The opt-out does not have to be a formal unsubscribe link for single-touch outreach — a line like 'Reply to this email to be removed from further contact' satisfies the requirement. For automated sequences, a proper unsubscribe mechanism is stronger.
You must also honour opt-outs promptly. If someone requests removal, they should not receive further emails. Keep a suppression list.
CAN-SPAM (United States)
CAN-SPAM governs commercial email in the United States and has somewhat different requirements from GDPR. Key requirements: identify the message as an advertisement, include your physical postal address, use a subject line that accurately describes the content, and provide a clear opt-out mechanism that must be honoured within 10 business days.
CAN-SPAM does not require prior consent for commercial email — opt-out is sufficient. It applies to the sending domain, not the recipient's location, so if you are sending from a US-based entity, CAN-SPAM applies regardless of where the recipient is.
Note that GDPR's requirements are generally stricter than CAN-SPAM's.
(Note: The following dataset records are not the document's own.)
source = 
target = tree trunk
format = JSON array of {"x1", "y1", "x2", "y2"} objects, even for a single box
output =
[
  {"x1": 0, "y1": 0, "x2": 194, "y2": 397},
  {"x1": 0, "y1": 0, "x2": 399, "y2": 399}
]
If you comply with GDPR's legitimate interest framework, you are likely also meeting CAN-SPAM requirements.
CASL (Canada)
Canada's Anti-Spam Legislation is among the strictest commercial email laws globally. Unlike GDPR and CAN-SPAM, CASL requires express or implied consent before sending most commercial electronic messages to Canadian recipients.
Implied consent exists in some B2B scenarios — if there is an existing business relationship, or if the recipient has published their contact details for professional use (on a company website, LinkedIn, etc.) and the message is relevant to their business role.
If you are emailing Canadian recipients with no prior relationship and no clear implied consent basis, CASL compliance requires particular care. The penalties for CASL violations are significant.
Where email finders fit in
Using an email finder to discover professional email addresses for B2B outreach is generally lawful under GDPR's legitimate interest framework. The email address itself is personal data, and your use of it is covered by legitimate interest provided you meet the conditions above.
Best practice when using an email finder: document your legitimate interest basis (who you are contacting, why, and how you determined it is proportionate), include the required transparency and opt-out information in every email, maintain a suppression list, and do not use the addresses for purposes beyond the stated outreach.
Practical checklist
Before sending: document your legitimate interest basis, segment your list to ensure relevance, verify all addresses to reduce bounce rate.
In every email: identify yourself and your company, explain why you are contacting this specific person, include an opt-out option, include your physical address for CAN-SPAM compliance.
After sending: process opt-out requests promptly and maintain a suppression list, do not re-contact people who have opted out, respect data subject requests (access, deletion) if received.